Various tortures and violence on ethnic men and women were happening due to the absence of land rights and constitutional recognition to the tribes people as indigenous, they said.
The workshop on 'Indigenous Voices in Asia Media Showcasing Fair 2015' was organized by Asia Indigenous Peoples Pact (AIPP) at Chiang Mai, Thailand.
A large number of Indigenous people are being forced to migrate everyday as Bengali settlers grab their lands forcefully, the speakers further said.
Joan Carling, Secretary General of AIPP, said that the land problems relating to ethnic people in CHT are increasing as the government has not yet fully implemented the CHT Peace Accord.

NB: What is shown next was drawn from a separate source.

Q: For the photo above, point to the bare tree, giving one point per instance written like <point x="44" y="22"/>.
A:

"Nearly two decades since the signing of the Chittagong Hill Tracts Peace Accord, constitutionally these ethnic people are not recognized. They do not have land rights, too. So they are facing so many tortures and being forced to be migrated," she said.
She also added that over the years, different government agencies and Bangalee settlers have occupied the homesteads and agro lands of these ethnic people.
"This is simply a violation of human rights," Joan Carling said, adding that "nearly two decades since the signing of the CHT Peace Accord, the government is nowhere near ensuring the land rights of the ethnic people."
A key provision of the 1997 accord is to give back the lands taken away from the ethnic tribals by government and non-government actors. But still it is a right that exists only on paper, the speakers lamented.
In all, about one lakh indigenous families in the three hill districts -- Bandarban, Rangamati and Khagrachhari --had lost all or some of their lands. Of them, around 90,000 families were locally displaced during the 25-year long insurgency - which killed over 5,000 settlers, soldiers and law enforcers -- and nearly 10,000 are refugee families repatriated from India following the 1977 deal. But they are yet to get back their lands.
Referring to recent imposition of restriction on entry of foreigners in the CHT, Himel Chakma, Rangamati Correspondent of the Independent Television, termed this as a double standard played by the government.
In one hand they (government) are talking about making CHT a prime tourism area, but on the other hand, they deny visit by foreigners to the hill and forest region, he said.
In 2011 alone, at least 7,118 acres of land belonging to indigenous people were grabbed by Bangalee settlers in the three hill districts, according to a 2012 report of Bangladesh Legal Aid Services Trust (BLAST).